Occorre avere la volontà di tentare e anche di sbagliare, perché sbagliare è necessario e a noi richiesto, nel nostro cammino.
Oltre il giudizio non esiste né discepolo né maestro.
Grazie.
Maestro è colui capace di insinuare un dubbio, un concetto, che metta in crisi un equilibrio.
Discepolo è colui che utilizza quella crisi per metabolizzare un nuovo equilibrio attraverso il suo sentire e la sua esperienza.
Niente è predefinito, niente fisso, niente assoluto.
Questo il grande gioco della Vita!
Devo rifletterci su.
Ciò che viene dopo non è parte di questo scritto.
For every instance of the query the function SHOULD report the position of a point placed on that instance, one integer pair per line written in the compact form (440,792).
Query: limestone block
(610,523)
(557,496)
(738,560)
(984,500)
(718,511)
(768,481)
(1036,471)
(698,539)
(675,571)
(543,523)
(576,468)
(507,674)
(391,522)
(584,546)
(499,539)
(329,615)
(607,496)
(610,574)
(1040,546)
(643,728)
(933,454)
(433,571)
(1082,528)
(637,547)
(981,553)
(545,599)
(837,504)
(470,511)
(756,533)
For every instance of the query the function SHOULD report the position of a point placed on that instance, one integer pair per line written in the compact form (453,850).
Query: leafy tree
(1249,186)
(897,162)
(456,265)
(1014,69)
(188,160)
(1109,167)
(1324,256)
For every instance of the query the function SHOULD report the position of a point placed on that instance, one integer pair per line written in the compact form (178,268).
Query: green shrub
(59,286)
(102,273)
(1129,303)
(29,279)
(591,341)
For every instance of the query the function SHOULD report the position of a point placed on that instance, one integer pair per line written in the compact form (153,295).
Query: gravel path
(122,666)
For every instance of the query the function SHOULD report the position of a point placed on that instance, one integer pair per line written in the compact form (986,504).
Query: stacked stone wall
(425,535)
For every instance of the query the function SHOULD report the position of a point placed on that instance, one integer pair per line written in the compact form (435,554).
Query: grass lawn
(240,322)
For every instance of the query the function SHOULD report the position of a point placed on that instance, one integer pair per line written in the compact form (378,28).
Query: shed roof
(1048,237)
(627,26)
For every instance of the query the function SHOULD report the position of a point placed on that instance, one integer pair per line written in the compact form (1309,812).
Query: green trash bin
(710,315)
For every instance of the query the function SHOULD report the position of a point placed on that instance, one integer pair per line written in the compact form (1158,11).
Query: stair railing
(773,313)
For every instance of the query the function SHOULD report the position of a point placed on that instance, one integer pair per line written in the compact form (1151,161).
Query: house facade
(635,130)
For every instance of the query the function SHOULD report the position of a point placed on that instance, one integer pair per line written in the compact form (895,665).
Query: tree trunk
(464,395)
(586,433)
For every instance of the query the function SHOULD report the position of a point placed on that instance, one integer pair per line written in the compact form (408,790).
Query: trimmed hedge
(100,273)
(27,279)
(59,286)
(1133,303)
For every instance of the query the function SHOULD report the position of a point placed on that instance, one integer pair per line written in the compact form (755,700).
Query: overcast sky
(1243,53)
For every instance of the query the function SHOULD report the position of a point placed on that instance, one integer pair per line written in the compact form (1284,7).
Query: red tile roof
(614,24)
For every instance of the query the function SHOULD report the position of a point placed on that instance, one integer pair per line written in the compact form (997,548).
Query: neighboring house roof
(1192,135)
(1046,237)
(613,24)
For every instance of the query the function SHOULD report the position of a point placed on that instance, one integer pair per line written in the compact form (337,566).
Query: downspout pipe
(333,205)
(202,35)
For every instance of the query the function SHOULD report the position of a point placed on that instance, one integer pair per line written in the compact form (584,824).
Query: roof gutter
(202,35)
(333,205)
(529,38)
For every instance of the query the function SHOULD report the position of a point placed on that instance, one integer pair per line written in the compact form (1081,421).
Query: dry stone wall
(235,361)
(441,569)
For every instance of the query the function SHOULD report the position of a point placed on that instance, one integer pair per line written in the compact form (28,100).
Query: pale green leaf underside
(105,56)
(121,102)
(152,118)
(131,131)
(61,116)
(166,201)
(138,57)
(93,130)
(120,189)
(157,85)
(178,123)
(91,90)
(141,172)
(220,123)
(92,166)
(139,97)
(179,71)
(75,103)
Grazie.
A dire il vero quando si insegna ai bambini dire una cosa come quella detta dal nonno è pericolosissima, perché i bambini si fidano dell insegnante e non mettono in discussione l insegnamento.
Quella favola poteva essere adatta solo a degli adulti i quali avrebbero potuto discernere tra tigre reale e metaforica.
Molto interessante. Tutto il tema del maestro e discepolo e delle insidie che si nascondono nell’esperire queste funzioni, sono temi di assoluta attualità.
Essere capaci di discernimento, questo è il centro e, questo sarà possibile quanto più saremo attivi nel percorso di conoscenza di sé.